The first of Citroën's C-line cars will be shown at the Frankfurt motor show next month, according to company sources.
The C-line will mark a revolution for Citroën in recasting itself as a value brand that will offer simplicity and be pitched at customers who "seek a balance between cost and functionality".
The first C-line model, which is expected to replace the ageing C3 supermini, will feature "bold" styling but will also be inspired by the stripped-out simplicity of 2010's Lacoste concept. Autocar has learned that the C-line look is to be rolled out across the rest of the Citroën range "as quickly as possible".
Last year Citroën CEO Frédéric Banzet described the C-line as "competitively priced", rather than a direct rival for budget brand Dacia. Manufacturing costs will also be held down by reducing the number of drivetrain and trim options offered.

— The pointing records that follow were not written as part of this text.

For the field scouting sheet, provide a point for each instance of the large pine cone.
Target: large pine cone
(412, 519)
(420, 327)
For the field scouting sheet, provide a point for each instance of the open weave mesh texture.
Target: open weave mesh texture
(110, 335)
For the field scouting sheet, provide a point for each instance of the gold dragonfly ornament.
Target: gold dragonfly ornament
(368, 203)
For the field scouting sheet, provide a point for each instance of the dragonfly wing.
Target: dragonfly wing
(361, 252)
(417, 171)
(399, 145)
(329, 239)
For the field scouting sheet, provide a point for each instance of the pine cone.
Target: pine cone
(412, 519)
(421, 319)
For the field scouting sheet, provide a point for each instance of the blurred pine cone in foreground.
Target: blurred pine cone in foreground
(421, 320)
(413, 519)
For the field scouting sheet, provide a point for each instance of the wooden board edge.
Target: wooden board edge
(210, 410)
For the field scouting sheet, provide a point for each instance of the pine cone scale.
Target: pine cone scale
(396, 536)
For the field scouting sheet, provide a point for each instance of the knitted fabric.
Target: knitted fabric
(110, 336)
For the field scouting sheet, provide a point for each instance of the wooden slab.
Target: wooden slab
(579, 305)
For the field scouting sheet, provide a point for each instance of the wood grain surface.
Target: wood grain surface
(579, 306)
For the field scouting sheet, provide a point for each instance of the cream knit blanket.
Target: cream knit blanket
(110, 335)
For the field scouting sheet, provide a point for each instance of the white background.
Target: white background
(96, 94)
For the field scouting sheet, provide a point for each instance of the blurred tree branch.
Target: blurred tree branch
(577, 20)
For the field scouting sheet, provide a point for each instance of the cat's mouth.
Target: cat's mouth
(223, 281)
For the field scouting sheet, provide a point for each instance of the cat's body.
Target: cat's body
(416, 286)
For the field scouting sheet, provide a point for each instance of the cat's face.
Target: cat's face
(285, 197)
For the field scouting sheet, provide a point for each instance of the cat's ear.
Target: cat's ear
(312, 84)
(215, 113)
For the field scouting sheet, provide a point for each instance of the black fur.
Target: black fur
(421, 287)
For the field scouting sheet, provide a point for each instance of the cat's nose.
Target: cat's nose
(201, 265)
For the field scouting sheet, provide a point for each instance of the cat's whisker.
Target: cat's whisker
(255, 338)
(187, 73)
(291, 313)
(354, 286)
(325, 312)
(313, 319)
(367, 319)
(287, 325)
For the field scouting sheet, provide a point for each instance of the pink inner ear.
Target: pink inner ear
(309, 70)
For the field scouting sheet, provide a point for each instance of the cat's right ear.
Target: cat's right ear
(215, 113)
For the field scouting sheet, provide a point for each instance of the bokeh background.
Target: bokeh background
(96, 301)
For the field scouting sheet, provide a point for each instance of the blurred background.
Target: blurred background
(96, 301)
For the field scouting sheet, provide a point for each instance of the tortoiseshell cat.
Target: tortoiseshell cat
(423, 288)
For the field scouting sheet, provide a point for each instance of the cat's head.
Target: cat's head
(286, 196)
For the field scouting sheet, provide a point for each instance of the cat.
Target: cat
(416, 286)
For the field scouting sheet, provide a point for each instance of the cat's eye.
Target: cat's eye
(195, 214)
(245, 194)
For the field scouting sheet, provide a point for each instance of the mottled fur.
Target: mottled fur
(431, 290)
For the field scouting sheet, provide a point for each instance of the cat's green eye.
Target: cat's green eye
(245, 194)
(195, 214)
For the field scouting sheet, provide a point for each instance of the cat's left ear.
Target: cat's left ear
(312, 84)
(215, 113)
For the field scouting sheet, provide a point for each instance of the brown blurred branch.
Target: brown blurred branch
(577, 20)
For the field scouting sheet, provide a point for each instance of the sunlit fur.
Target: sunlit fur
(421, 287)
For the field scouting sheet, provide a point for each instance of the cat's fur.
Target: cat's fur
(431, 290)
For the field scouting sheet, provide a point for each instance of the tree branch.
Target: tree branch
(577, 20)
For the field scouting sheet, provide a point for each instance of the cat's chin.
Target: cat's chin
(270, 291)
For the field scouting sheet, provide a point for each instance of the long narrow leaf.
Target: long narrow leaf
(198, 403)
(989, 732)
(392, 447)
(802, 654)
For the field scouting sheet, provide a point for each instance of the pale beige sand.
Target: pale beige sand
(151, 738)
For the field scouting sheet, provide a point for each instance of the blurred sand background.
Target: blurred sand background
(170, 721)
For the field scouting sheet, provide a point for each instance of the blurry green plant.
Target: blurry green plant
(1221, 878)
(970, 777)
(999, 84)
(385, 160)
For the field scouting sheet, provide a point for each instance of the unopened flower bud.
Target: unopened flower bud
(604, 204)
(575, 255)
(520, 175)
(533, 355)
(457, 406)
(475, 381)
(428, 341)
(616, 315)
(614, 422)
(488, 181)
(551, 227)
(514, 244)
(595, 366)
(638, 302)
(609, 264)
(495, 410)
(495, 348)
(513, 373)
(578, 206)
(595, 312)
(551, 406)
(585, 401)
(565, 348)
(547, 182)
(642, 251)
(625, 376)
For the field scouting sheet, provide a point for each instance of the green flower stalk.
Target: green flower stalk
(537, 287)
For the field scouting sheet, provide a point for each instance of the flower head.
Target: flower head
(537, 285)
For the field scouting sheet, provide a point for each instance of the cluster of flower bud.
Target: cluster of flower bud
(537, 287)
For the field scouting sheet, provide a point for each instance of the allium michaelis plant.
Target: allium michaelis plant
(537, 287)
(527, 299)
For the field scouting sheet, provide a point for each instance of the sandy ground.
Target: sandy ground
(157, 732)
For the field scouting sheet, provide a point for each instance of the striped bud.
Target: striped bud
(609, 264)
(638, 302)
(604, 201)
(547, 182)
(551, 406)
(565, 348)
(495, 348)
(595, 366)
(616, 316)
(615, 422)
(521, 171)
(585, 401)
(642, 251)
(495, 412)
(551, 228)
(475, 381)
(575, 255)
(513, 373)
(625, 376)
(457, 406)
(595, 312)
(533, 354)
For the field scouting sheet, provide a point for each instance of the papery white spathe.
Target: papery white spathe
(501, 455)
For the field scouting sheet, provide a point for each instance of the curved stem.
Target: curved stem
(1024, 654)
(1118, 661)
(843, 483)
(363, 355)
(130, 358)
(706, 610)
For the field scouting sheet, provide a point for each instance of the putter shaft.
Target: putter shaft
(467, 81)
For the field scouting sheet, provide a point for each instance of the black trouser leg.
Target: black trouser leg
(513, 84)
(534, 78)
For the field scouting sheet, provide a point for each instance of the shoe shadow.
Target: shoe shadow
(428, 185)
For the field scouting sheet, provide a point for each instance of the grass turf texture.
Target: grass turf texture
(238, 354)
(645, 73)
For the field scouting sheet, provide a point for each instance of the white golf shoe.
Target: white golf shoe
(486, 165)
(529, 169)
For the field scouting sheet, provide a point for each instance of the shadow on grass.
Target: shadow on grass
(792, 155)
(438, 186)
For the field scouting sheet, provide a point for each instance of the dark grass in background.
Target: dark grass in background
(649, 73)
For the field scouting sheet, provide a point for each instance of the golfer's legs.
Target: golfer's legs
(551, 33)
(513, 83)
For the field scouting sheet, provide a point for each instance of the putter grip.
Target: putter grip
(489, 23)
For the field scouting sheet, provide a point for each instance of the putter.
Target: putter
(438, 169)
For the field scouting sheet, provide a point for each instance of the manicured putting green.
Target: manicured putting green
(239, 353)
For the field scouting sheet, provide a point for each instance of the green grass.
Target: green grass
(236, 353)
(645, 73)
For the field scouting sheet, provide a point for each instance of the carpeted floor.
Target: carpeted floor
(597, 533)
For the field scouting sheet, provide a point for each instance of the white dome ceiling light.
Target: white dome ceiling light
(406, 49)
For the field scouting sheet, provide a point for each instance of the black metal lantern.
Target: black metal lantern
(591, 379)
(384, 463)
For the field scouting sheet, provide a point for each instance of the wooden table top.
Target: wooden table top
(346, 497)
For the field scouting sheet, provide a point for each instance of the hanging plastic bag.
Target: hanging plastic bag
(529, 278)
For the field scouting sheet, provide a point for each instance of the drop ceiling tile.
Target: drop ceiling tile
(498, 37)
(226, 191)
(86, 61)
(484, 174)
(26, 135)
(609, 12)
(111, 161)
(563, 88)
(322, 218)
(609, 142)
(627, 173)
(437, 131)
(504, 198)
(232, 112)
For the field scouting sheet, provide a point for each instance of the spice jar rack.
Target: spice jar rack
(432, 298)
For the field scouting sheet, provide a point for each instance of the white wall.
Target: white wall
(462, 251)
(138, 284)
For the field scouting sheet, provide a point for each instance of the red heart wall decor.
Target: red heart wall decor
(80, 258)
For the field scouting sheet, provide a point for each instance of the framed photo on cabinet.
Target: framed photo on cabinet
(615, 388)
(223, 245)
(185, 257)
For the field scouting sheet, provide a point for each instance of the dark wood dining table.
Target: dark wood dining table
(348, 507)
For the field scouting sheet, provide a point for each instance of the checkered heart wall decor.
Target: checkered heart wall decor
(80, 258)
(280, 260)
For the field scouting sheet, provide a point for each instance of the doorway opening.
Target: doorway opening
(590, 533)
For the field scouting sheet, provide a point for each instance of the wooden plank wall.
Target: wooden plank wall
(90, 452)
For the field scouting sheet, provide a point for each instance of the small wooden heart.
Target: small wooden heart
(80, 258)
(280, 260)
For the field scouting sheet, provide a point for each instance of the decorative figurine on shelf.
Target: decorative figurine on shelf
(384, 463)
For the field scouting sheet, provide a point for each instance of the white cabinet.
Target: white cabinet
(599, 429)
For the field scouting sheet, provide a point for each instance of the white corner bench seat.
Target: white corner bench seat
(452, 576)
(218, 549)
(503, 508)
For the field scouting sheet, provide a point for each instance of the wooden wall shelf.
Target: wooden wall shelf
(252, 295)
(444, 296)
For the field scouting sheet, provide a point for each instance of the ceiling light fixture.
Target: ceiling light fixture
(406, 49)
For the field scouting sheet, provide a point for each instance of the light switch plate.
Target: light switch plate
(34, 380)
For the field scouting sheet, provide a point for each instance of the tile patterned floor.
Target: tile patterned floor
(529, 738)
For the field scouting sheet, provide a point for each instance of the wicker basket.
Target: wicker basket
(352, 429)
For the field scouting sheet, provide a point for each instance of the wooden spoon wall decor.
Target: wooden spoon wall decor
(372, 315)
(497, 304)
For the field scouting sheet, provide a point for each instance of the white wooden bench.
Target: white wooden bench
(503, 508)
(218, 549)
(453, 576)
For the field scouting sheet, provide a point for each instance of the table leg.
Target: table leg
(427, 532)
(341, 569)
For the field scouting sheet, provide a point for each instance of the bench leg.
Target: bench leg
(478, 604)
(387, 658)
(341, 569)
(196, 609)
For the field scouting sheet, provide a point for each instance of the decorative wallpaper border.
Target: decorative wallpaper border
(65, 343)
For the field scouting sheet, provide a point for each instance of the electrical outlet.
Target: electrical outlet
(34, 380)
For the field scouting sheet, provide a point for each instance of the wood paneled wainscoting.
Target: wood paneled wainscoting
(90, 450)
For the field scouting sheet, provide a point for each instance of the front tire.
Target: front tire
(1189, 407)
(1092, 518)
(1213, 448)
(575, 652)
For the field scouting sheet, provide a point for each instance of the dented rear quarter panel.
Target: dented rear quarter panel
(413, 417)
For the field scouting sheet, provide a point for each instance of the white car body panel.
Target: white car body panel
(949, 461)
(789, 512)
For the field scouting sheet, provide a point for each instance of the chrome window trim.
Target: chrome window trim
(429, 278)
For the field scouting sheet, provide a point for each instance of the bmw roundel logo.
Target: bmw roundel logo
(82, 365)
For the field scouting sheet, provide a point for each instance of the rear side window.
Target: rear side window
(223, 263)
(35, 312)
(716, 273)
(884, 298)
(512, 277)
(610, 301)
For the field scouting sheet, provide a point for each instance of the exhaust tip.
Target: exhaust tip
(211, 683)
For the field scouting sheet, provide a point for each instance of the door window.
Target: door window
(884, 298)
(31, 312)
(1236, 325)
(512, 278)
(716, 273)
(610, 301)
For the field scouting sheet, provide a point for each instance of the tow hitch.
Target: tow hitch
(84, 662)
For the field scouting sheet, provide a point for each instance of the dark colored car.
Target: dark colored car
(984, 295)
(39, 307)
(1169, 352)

However, C-line buyers will also be able to customise their car with options such as a large touchscreen and upgraded sound system. Many of these options could be dealer-fitted, further reducing costs for Citroën and reducing delivery times.
Banzet also said the arrival of the C-line would be the last link in the chain of repositioning PSA's three brands. Peugeot will compete against Volkswagen in the 'premium mainstream' market and Citroën will slot in between Dacia and mainstream brands such as Ford, with Citroën's DS arm a 'near premium' brand in its own right.
Last May Citroën also announced that it was separating its design department into two divisions: a new DS studio led by Thierry Métroz, and the C-line studio working under Alexandre Malval.
Malval revealed that part of the C-line philosophy would be to emphasise "ease of use and simplicity". Interestingly, future DS models will drop the distinctive Citroën chevron and develop its own, unique grille styling to distinguish the new brand.